Japan’s foreign minister arrived in Beijing on Friday to try to establish a channel for resolving trade issues ahead the two-week economic negotiations.
A long-running dispute over gas reserves in the East China Sea was expected to top the agenda when Japanese Foreign Minister Masahiko Komura meets with his Chinese counterpart Yang Jiechi, said Mitsuo Sakaba, press secretary for Komura.
The two countries exercise overlapping claims to economic zones extending 370 kilometers (230 miles) from their shores as allowed under the U.N. Convention on the Law of the Sea. Eleven rounds of talks have failed produce any kind of agreement; the United Nations has until May 2009 to rule on the matter.
A territorial dispute over a group of islands surrounded by rich fishing grounds - known as the Diaoyu Islands in China, called Senkaku in Japan - brought "emotional issues" to the table, Sakaba said.
"We should be imaginative to find some way which is acceptable for both sides," he said. There were several proposals on the table, but Sakaba refused to elaborate, citing the sensitivity of the talks.
Top officials will also join in discussions at what Japan hopes will be a series of bilateral ministerial-level economic forums, being held on Saturday and Sunday in Beijing. The sides planned to discuss trade, investment, copyright protection, and Japanese concerns that China's currency, the yuan, is undervalued, making its exports unfairly cheap.

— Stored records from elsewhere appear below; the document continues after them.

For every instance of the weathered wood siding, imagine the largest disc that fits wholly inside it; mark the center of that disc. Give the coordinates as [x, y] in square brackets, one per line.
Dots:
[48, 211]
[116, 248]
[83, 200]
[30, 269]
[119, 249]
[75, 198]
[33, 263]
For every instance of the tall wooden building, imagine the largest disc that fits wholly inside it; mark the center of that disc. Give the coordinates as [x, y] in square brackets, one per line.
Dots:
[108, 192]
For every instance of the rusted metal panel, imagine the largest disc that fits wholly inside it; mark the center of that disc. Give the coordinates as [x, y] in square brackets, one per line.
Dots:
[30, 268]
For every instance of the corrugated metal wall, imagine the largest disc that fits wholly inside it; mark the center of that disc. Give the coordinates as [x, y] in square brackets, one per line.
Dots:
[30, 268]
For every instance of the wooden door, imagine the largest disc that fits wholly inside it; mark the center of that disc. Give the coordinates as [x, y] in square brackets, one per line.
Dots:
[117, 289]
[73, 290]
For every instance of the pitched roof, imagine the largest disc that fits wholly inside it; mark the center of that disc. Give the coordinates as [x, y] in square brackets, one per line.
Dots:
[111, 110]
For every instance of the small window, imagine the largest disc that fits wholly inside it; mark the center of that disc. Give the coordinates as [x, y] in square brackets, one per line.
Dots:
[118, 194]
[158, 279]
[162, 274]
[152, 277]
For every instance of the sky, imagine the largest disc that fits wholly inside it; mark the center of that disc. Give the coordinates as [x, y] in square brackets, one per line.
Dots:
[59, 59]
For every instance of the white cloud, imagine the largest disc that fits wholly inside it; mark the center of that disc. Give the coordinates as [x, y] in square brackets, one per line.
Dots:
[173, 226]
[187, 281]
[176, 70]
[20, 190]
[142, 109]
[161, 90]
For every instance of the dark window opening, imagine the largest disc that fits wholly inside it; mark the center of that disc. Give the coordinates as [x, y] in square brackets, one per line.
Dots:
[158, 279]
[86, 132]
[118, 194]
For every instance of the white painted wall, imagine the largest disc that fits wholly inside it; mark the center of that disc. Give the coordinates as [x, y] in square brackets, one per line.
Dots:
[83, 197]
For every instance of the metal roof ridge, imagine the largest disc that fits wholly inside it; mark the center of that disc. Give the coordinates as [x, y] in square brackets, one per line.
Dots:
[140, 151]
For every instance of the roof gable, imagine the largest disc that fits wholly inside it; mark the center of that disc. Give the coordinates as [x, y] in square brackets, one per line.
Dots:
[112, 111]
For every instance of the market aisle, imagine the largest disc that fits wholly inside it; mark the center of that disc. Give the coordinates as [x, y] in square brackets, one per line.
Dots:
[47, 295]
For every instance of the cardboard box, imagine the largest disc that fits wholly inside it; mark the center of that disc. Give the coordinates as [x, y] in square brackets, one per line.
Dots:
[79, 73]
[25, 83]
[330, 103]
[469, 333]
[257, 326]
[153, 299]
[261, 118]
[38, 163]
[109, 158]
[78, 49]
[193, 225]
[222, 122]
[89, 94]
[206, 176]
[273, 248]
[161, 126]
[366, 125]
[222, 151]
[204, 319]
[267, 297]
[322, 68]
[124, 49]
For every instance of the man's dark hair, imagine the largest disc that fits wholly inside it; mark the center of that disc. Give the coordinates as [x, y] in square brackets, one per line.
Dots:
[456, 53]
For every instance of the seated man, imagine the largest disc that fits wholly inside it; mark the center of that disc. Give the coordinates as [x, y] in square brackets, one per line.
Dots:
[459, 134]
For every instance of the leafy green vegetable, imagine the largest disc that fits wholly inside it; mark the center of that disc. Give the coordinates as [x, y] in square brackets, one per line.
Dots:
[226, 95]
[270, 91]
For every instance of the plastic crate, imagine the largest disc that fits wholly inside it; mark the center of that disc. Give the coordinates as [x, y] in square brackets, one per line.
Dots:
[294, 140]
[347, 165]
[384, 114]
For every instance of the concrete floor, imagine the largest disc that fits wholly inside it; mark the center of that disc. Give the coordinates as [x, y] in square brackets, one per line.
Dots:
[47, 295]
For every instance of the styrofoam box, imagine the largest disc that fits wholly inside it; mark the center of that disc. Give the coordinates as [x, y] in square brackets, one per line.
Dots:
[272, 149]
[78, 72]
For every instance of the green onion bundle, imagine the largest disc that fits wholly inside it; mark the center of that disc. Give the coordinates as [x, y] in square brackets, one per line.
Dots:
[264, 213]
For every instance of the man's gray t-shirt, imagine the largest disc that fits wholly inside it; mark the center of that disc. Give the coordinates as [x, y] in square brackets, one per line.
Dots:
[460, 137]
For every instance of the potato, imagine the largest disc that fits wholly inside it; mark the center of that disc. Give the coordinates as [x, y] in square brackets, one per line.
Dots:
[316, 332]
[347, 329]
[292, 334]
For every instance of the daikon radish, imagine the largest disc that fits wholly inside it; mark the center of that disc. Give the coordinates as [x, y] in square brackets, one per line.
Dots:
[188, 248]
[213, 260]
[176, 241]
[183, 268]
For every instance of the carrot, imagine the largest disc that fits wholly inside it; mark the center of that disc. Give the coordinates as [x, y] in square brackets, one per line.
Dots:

Japan was also keen to discuss energy efficiency and projects to help China tackle air pollution and other environmental issues that are increasingly felt across the sea in Japan. Industries in China are notorious for their inefficiency, requiring more coal or other energy sources to produce the same amount of output as a plant in Japan.
China, including Hong Kong, is Japan's No. 1 trading partner and Japanese companies are eager for access to Chinese consumers and labor. But the private sector in Japan was concerned over what they perceived to be a more selective approach by Beijing in agreeing to foreign investment deals.
Last year, Japanese investment in China fell 30 percent from the previous year, to US$4.6 billion, Sakaba said.
Komura's trip comes amid a strengthening detente between the sometimes antagonists, with a Chinese naval vessel this week making the first visit to Japan by the People's Liberation Army since World War II.
The rapprochement has been aided by the accession of Japan's new Prime Minister Yasuo Fukuda, a relative moderate who appears inclined to hear concerns from the business community that confrontation with Beijing harms Tokyo's economic interests.
The East China Sea gas dispute has been among several irritants in ties, although relations have improved vastly since anti-Japanese riots broke out in several Chinese cities in 2005.